Not that democratic politics much comes into this matter.

The nanny-ish Climate Change Committee was created in 2008, when Gordon Brown was prime minister. It is not parliamentary. It is not elected. Its members are appointed by Whitehall and they have, over the years, swanned through life with remarkably little public scrutiny.

The committee's function is to offer ministers politically independent advice on how to make us a low-carbon country, as required by the Climate Change Act of that same year.

The committee comes up with targets which ministers can accept or ignore.

They tend to be accepted without demur. The committee also devises proposals on how its ambitious targets can be achieved. This is what is called 'the pathway'. Mr Miliband insists that he might yet reject the latest pathway but we will believe that when it happens. Previous ministers who did not comply with enough of a pathway found themselves facing legal action.

That is what happened to the Sunak government, which in 2024 was taken to the High Court by eco pressure groups, including Friends Of The Earth, and lost.

It is, of course, unlikely that Ed Miliband would fall out with environmental activists in such a fashion. He is the eco lobby's fossil fuel-blocking dream.

As a long-standing proselytiser for Net Zero he waves his arms like a windmill and rubbishes the growing chorus, even from some of his own backbenchers and from his former boss Sir Tony Blair, that the Government's environmental policies are impoverishing us. He is equally dismissive of any suggestion that, given Britain's tiny contribution to global warming, our sacrifices are almost pointless.

Mr Miliband scoffs that his critics are 'climate deniers'. He lifts his chin to the Moon and howls his pride that we are setting an example to the rest of the world, even while the rest of the world thinks we are nuts.

As happens with zealots, the more he is questioned, the more he throbs with self-certitude.

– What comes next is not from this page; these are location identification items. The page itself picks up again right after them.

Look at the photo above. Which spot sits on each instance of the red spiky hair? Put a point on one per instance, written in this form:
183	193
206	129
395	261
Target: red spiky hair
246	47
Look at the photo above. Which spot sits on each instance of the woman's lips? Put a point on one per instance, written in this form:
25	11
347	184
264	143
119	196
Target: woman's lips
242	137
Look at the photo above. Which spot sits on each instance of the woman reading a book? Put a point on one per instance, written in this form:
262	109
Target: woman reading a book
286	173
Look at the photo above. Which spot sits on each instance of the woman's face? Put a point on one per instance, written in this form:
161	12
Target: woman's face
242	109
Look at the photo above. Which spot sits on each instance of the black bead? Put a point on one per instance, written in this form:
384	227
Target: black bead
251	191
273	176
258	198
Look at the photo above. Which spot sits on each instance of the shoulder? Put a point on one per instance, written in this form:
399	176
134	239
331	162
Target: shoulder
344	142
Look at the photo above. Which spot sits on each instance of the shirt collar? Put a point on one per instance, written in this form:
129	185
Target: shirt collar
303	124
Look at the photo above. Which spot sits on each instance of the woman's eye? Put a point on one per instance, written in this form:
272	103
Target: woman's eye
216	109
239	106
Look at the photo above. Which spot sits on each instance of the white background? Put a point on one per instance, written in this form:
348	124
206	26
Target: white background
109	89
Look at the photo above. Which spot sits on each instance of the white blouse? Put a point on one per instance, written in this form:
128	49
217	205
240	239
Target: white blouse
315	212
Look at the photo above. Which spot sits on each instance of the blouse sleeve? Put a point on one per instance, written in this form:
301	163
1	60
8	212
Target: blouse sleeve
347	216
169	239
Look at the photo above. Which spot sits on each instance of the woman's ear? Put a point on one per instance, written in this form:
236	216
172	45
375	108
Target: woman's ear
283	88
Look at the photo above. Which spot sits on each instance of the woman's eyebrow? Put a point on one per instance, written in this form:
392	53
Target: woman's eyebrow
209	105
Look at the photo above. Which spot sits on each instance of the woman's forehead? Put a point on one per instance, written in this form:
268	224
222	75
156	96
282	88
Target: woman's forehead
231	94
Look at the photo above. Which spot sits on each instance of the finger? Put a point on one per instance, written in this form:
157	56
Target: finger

It must be conceded that he does this with rhetorical skill. Of all Sir Keir Starmer's Cabinet ministers, Ed Miliband is the most oratorical and, in parliamentary terms, the most watchable.

Labour activists love him and would quite possibly jump at him as their next leader, were Andy Burnham accidentally to whizz off the carousel.

Even if Mr Miliband never makes it to 10 Downing Street, could he become chancellor in a Burnham government? Don't rule it out.

He may have been rejected by the electorate in 2015 and may often resemble a spluttering lunatic but he wields considerable influence inside the Labour movement. This was evident when Sir Keir tried to move him to a different department last autumn. Mr Miliband refused to budge.

But has he peaked? Sir Tony's recent attack did some damage and the success of Reform in last month's council elections has reminded Labour MPs that you can only impose unpopular policies on the public for so long.

The Treasury is also fed up with the damage Net Zero is doing to our economy.

Not that such political considerations worry the purists of the eco lobby. Nor do they trouble the diet-dictating Climate Change Committee – which, incidentally, includes a Dr Fries and is chaired by a chap called Topping. Is his nickname 'Dream'?

Topping, Fries & Co are climate boffins, not political experts. How deeply have they pondered the electoral practicalities of their anti-meat and dairy pathway? Have they 'war-gamed' the difficulties of persuading the British to forego the pleasures of a juicy rib of beef? Have they worked out how to get Muslim voters to eat less lamb? How could Labour seek re-election on a manifesto opposed to hot buttered crumpets and clotted cream?

A Labour source told the Daily Mail this week that the emissions targets were 'a fight we're happy to have – public polling remains strong on climate action'.

Well, good luck with that.

Vote Miliband and have locusts for your tea. I'm not convinced it's a winner.